Low Testosterone

Low Testosterone

Feeling sluggish and moody, noticed a few more pounds added on the scale or maybe your hair has begun to fall out? You may be chalking these symptoms up to too much stress, or even getting older, but they may be symptoms of low testosterone This important male hormone doesn't just affect a man's sex drive. It also tells the bone marrow to produce sufficient red blood cells, distribute fat throughout the body, and build bone and muscle mass to give you strength. Without the right amount of testosterone in the body (more than 300 ng/dL), you will begin to experience all kinds of health problems including fatigue, loss of muscle mass, insomnia, infertility, and a reduction in overall strength. If left untreated, a severe testosterone deficiency can result in such serious medical issues as osteoporosis (weakened bones), depression and even heart disease.

So what causes low testosterone? There are two main types of Hypogonadism (the testicle's inability to produce enough testosterone): primary and secondary. Primary Hypogonadism is caused by an inherited trait (like undescended testicles, Klinefelter's Syndrome, or Hemochromatosis), an accident or trauma to the testicles, or an illness such as the mumps, HIV infection or cancer. The primary version of the condition is often harder to treat. Secondary Hypogonadism is usually the result of an illness, medication usage, stress, obesity, or simple aging. Treatment options will vary depending on the root cause of the problem and can range from simple diet changes to complete replacement therapy.

The first steps to getting those levels back to normal is to look for its root cause. Review any medications you are on and make the appropriate changes if necessary. If a medical condition or recent trauma is causing your Low Testosterone, then ask your doctor for ways to speed your recovery. In the meantime, eat a well balanced diet and get plenty of exercise. And if all else fails, don't be afraid to begin a testosterone replacement therapy program. Sometimes that is all that is needed to help your body start producing the right amount of this important hormone once again.

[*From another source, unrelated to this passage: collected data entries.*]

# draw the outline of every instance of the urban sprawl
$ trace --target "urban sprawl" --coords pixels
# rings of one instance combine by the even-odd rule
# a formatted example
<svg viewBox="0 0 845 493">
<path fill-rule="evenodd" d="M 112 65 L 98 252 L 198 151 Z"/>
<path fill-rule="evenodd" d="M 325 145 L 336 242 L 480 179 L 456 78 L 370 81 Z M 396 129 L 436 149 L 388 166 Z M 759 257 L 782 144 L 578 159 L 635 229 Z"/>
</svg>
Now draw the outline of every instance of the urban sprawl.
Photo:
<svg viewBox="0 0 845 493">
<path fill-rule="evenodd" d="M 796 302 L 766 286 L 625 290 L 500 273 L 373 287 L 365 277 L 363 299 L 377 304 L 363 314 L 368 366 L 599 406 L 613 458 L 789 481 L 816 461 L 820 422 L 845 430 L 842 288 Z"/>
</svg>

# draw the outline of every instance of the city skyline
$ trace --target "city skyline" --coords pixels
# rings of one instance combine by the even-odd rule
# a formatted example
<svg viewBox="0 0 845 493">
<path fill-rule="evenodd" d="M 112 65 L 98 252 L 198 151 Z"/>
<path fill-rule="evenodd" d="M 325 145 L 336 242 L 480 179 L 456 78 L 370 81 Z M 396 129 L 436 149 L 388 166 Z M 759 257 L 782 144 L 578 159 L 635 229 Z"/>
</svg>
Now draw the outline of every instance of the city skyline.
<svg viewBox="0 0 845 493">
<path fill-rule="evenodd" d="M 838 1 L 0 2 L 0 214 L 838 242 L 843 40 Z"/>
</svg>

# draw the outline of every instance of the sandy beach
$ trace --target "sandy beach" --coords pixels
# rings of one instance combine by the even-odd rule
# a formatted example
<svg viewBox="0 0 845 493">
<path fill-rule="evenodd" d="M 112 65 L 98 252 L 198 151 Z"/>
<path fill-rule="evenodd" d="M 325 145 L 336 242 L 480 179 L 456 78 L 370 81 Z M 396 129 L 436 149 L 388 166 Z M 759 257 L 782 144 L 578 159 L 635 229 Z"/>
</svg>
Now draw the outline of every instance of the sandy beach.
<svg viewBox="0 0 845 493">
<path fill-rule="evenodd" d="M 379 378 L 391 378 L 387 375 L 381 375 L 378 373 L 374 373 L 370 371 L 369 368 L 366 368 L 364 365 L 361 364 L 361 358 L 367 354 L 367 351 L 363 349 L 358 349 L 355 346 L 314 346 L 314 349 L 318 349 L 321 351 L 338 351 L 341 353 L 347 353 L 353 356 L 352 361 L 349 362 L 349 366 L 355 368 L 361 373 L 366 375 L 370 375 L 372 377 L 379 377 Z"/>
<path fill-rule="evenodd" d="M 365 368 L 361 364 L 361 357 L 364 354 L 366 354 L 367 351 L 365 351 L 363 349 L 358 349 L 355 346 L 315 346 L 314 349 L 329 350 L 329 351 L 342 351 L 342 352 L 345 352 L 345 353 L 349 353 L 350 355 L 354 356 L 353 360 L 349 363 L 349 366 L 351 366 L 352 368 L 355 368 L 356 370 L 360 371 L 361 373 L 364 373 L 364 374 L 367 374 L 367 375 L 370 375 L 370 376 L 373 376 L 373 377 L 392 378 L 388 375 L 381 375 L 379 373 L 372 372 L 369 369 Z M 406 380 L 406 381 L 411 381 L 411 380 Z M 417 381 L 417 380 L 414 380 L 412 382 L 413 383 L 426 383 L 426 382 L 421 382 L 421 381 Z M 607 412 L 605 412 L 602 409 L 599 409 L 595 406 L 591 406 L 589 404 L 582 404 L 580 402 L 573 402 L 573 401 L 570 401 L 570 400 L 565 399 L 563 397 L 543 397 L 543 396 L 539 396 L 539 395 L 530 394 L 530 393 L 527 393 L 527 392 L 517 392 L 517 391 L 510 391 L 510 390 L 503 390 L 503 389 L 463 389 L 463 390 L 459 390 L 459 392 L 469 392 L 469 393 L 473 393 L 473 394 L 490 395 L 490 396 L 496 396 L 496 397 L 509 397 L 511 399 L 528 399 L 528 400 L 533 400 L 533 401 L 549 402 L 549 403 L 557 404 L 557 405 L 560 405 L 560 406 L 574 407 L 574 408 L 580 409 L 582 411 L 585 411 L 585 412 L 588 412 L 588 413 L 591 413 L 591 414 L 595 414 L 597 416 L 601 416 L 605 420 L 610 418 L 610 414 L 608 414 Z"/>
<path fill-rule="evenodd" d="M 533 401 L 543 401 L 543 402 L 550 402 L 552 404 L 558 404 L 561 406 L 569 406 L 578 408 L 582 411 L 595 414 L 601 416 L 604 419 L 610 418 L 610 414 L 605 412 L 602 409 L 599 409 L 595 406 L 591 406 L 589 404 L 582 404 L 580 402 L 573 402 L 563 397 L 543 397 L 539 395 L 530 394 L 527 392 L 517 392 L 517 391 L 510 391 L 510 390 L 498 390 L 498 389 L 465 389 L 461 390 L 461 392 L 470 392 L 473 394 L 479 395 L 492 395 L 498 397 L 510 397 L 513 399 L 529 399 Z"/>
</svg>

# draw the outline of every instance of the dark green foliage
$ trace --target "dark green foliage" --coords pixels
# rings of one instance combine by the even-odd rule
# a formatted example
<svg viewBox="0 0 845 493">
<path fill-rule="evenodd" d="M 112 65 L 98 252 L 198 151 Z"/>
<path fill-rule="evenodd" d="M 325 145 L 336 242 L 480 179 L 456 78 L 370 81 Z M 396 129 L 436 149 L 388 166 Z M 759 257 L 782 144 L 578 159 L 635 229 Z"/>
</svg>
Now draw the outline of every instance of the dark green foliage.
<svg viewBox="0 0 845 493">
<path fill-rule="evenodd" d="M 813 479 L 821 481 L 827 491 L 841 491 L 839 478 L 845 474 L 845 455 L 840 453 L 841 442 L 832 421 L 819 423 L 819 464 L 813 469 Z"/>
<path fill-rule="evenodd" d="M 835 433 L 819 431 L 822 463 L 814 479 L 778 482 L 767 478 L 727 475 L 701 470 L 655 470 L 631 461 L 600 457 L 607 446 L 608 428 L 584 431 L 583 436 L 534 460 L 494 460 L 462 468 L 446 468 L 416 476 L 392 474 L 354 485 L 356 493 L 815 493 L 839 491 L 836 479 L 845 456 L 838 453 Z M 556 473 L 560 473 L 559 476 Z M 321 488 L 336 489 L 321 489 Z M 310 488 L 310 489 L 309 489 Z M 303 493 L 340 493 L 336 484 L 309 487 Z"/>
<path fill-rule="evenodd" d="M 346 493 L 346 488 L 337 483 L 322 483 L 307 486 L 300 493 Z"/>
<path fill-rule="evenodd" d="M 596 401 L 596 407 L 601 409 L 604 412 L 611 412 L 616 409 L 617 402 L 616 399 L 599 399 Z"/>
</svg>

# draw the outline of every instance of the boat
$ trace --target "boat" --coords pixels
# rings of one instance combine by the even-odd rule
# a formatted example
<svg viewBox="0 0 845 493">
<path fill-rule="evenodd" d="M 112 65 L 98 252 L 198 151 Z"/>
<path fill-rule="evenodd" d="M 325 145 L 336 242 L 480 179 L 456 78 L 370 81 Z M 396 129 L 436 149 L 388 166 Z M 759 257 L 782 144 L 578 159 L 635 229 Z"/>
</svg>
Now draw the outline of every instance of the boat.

When it comes to testosterone replacement, there are a lot of options these days. While pills may have once been the go-to treatment, they usually don't work well because they are broken down by the liver before they can offer any real help. Better options usually include, patches, gels, nasal sprays and injections. Androderma patches work well, supplying the body with constant levels of testosterone through the skin. But they can be pricey, with a monthly cost between $500 and $600 without a prescription. Topical gels like AndroGel are cheaper and work well too, but can be transferred to women and children, making them less desirable. Nasal sprays help alleviate cross contamination but must be used three times each day. Many men prefer injections since they are only required once a month, cost as little as $20 a dose and work well, but don't like the fact that they require a visit to the doctor's office.

With so many treatment options available, there really is no excuse for any man to suffer with low testosterone. See your doctor right away for a consultation to discuss your options.